洞窟湖の脇にある高所の道の縁に腰掛け、色々と話す事に。
「そうか、リンクは聖地に封印されてしまったのか……。カヤノ、そなたは本当に待つと言うのか? 終わりも見えぬのに」
「はい。私はリンクを待ちたい。これで終わりにしたくないんです」
「ふふふ……帰らぬ想い人をいつまでも待ち続ける女……。なんといじらしいゾラ、燃えるゾラ!」
「……ルト姫?」
「ルト姫もそう思います!? 寂しさを押し殺しながらリンクを待つカヤノがもう可愛くて!」
きゃあきゃあ言いながら、ナビィとルトが意気投合してしまった。
圧倒されて割り込む事も出来ず、カヤノは二人が落ち着くまでナーガを抱いたり撫でたりして過ごす。

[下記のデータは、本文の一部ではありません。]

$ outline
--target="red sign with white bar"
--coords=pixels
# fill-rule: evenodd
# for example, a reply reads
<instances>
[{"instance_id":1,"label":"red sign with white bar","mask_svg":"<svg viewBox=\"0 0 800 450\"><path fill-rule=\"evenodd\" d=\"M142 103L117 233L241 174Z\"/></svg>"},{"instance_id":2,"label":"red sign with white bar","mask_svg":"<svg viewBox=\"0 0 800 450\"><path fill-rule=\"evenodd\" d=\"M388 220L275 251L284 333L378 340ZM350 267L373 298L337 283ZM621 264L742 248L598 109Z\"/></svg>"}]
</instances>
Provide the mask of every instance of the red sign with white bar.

好き勝手に言われて恥ずかしさが募るが、ルトがこんな事を言うようになったのは、もしかすると。
「あの、ルト姫」
「何じゃ?」
「もしかして好きな人でも出来ました?」
「!!」
冗談半分のつもりで言ったのだが、たちまちルトの頬が赤く染まる。
え、とカヤノが驚いている間にナビィが標的をルトに変えた。
「ええっ! ルト姫もついにご結婚ですか!」
「け、け、結婚などと! まっまだわらわには早いゾラ!」
「だけどお姫様ともなると早いうちに決めてしまうものでしょ? 現に2年半前は無理やり結婚させられそうになってましたし」
「しかし、想いすら伝えておらぬ……」
「じゃあ伝えちゃいましょうよ早く早く!」
「簡単に言ってくれるな! ミカウだってまだわらわの事を仕えるべき姫としか……!」
「ミカウさんっておっしゃるんですねー!」
「声がでかいゾラっ!」
好きな者は自分の力で振り向かせる、そう言っていたルトを思い出す。
未だリンクへの想いを上手く判断できないカヤノには眩しい。
元は18歳だったカヤノだが、今のルトの方がずっと大人だと思えた。
何はともあれ、リンクが大事な存在であるのは間違いない。
また会えればリンクへの想いにも答えが出るだろうかと考えながら、カヤノはルトの微笑ましい恋愛話に耳を傾けた。